Nachdem das BAG in der berühmten "Emmely"-Entscheidung (Az.: 2 AZR 541/09) jedoch plötzlich in der Abwägung entscheidend mitberücksichtigte, dass das Arbeitsverhältnis während der lang andauernden Beschäftigungsdauer immer beanstandungsfrei gewesen sei, wird sich so mancher Arbeitgeber gefragt haben, wie man denn im Ernstfall das Gegenteil beweisen solle, wenn alle Abmahnungen spätestens nach drei Jahren aus der Personalakte entfernt wurden. Insofern sorgt das BAG mit der hier besprochenen Entscheidung für eine Entschärfung der Problematik.
Bei der Klägerin handelte es sich um eine Verwaltungsfachangestellte des beklagten Landkreises, die im Jahre 2008 im Zusammenhang mit der ihr übertragenen Verantwortung für die Zahlstelle eines Planetariums eine Abmahnung erhielt, da das Original-Kassenbuch verschwunden war. Gegen diese Abmahnung setzte sie sich gerichtlich zur Wehr und obsiegte in den beiden ersten Instanzen. Das LAG Thüringen gab der Klage im November 2010 unter anderem deswegen statt, da seit der Abmahnung aus April 2008 kein weiterer Verstoß vorgekommen sei, sodass die streitgegenständliche Abmahnung schon aufgrund des Zeitablaufs aus der Personalakte zu entfernen sei.
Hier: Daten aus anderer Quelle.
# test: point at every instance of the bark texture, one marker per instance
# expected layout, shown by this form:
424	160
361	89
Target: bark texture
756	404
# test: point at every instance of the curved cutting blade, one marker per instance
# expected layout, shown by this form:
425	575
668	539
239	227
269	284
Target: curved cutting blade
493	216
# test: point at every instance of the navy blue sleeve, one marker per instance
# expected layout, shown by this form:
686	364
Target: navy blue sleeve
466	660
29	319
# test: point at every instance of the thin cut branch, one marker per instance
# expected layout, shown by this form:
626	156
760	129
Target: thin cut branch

Diesem Ansatz hat das BAG eine klare Absage erteilt. Zwar konnte das BAG in der Sache keine Entscheidung treffen und hat das Verfahren ans LAG zurückverwiesen, gleichwohl hat es deutlich gemacht, dass Zeitablauf allein nicht ausreichend ist, um die Entfernung einer Abmahnung zu verlangen.
Das BAG stellt klar, dass eine Abmahnung durch Zeitablauf zwar ihre "Warnfunktion" verlieren könne, dass aber das "Dokumentationsinteresse" des Arbeitgebers grundsätzlich erst dann entfalle, wenn das durch die Abmahnung gerügte Verhalten für das Arbeitsverhältnis in jeder Hinsicht rechtlich bedeutungslos geworden sei. Dies sei dann nicht der Fall, solange eine zu Recht erteilte Abmahnung – etwa für eine zukünftige Entscheidung über eine Versetzung oder Beförderung, für die spätere Beurteilung von Führung und Leistung in einem Zeugnis oder für die im Zusammenhang mit einer möglichen späteren Kündigung erforderlich werdende Interessenabwägung – von Bedeutung sein kann.
Nicht zuletzt wegen des "Vertrauenskapitals", auf das sich langjährig Beschäftigte im Falle einer Kündigung seit "Emmely" berufen, dürfte die rechtliche Bedeutungslosigkeit einer Abmahnung nahezu niemals eintreten. Es ist somit zu begrüßen, dass das BAG nunmehr klargestellt hat, das Abmahnungen nicht generell nach wenigen Jahren aus der Personalakte entfernt werden müssen. Die rechtliche Bedeutungslosigkeit für das Arbeitsverhältnis, welche nunmehr die Voraussetzung für einen Anspruch auf Entfernung einer rechtmäßigen Abmahnung aus der Personalakte darstellt, dürfte in den seltensten Fällen eintreten.
Solange vom BAG nicht weiter ausdifferenziert wird, in welchen Fällen von einer rechtlichen Bedeutungslosigkeit einer Abmahnung auszugehen ist, sollten im Sinne einer lückenlosen Dokumentation der Arbeitsverhältnisse zunächst alle Abmahnungen in den Personalakten aufbewahrt werden. Dass angesichts der nunmehr herrschenden Rechtslage ein Mitarbeiter auf Entfernung einer Abmahnung klagt, dürfte sehr unwahrscheinlich sein.